Half-understood mathematics

ai, mathematics, essay

Mathematicians like speaking of ‘beautiful’ and ‘ugly’ proofs. A beautiful proof isn’t just a certificate of truth: it typically triggers some insight for the reader. Aesthetic judgement seems to correlate with understanding.

Historically, mathematicians’ sense of beauty has shaped the discipline. Authors of elegant proofs often receive significant credit, even for proving known results: for example, Selberg and Erdős’ elementary proof of the Prime Number Theorem caused a sensation, though the result was more than 50 years old.

However, with increasingly capable computer systems and AI, we’re seeing more ugly, poorly understood mathematics. In fact, within just 3-5 years, it’s quite plausible a large proportion of novel results might be fully AI-generated and AI-verified ― true, but only half-understood.

Understanding less… #

This trend arguably began back in the 1970s, with the proof of the Four Color Theorem (1976). This was the first major result with a computer-assisted proof: Apel and Haken reduced the proof to case exhaustion, after which a computer checked 1,200 cases manually to establish the result.

Another milestone in the history of computer-assisted proofs was the classification of finite simple groups (1981). With a proof 15,000 pages long, the theorem was dubbed ‘The Enormous Theorem’.
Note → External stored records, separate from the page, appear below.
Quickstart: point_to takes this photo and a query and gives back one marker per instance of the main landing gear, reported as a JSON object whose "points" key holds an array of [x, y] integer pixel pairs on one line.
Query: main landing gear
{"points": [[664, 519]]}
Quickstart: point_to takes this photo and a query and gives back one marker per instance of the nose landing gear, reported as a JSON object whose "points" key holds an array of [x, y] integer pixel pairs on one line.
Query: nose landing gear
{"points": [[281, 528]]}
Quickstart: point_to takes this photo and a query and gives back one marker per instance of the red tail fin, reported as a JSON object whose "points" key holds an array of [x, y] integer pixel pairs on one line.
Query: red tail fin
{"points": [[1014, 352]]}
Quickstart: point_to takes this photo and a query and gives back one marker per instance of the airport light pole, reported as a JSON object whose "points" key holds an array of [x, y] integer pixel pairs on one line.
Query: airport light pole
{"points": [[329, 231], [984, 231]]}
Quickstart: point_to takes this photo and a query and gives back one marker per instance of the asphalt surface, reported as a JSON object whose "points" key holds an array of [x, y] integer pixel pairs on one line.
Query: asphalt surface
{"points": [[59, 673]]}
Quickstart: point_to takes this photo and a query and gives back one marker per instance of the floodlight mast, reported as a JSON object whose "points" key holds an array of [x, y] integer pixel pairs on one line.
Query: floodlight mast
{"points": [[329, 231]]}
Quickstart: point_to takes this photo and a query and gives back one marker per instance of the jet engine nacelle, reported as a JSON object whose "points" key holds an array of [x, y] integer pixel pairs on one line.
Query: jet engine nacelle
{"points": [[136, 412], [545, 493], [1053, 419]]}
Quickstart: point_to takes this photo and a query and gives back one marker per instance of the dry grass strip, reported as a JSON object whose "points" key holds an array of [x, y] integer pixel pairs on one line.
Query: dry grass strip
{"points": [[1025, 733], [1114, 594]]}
The Kepler Conjecture, which concerns the densest packing of spheres, was proved in 1998: 3GB of computer calculations and results. Referees gave up on verifying the proof manually, but said they were ‘99% certain’ of its correctness. The proof was published in Annals of Mathematics, one of the world’s most prestigious journals, in 2005.

And less… #

Now large language models (LLMs) are pushing the trend of half-understood mathematics further. Amateurs have elicited proofs to open problems from LLMs which they are unable to verify, while many professional mathematicians have AI-generated results lying around which they have no time checking. In the words of Terence Tao, we’re entering an era of ‘proof abundance’.

My impression is that LLMs and autoformalisation agents still aren’t capable enough for reliable peer review (where I’ll take human peer review as the golden standard for reliability). However, I expect this to change well within 2-5 years, with AIs verifying informal mathematics or checking autoformalisations. If AI peer review becomes reliable, we’re in the Kepler Conjecture situation, with humans being 99% certain of a proof’s correctness but unable to ascertain all details.

The price #

Yet, absolute certainty isn’t possible, not even within entirely human-powered research. All this to say that AIs could, in principle, autonomously conduct cutting-edge research. Since human experts cannot be duplicated and need to eat and sleep, AIs might soon account for a huge proportion of all high-quality research output. But it will be half-understood and ― if I’m right about ’this is elegant’ being a proxy for ’now I understand’ ― it won’t be as pretty.

This might lead to a sharper distinction between recreational and research-level maths, with maths departments seeing two new kinds of personas: the luddite aesthete and the LLM orchestrator1. This is only partly a joke ― I actually think it’s worth taking this scenario seriously.

In the marvelous essay The Fall of the Theorem Economy, where David Bessis asks how the mathematical community should adapt to AI, he calls for mathematicians to ‘come clean about the nature of mathematics’, i.e. being honest about their motivations to do maths.

While I’m repelled by the idea of lots of ugly mathematics, I remain hopeful. Perhaps mathematics can experience a boom similar to chess? People didn’t stop playing chess after DeepBlue’s victory over Garry Kasparov; on the contrary, chess has never been more popular. In mathematics, perhaps AIs could take care of the uglier aspects of maths, leaving humans to do mathematics for its own sake.

This essay was inspired by discussions with Yaël Dillies and Geby Jaff.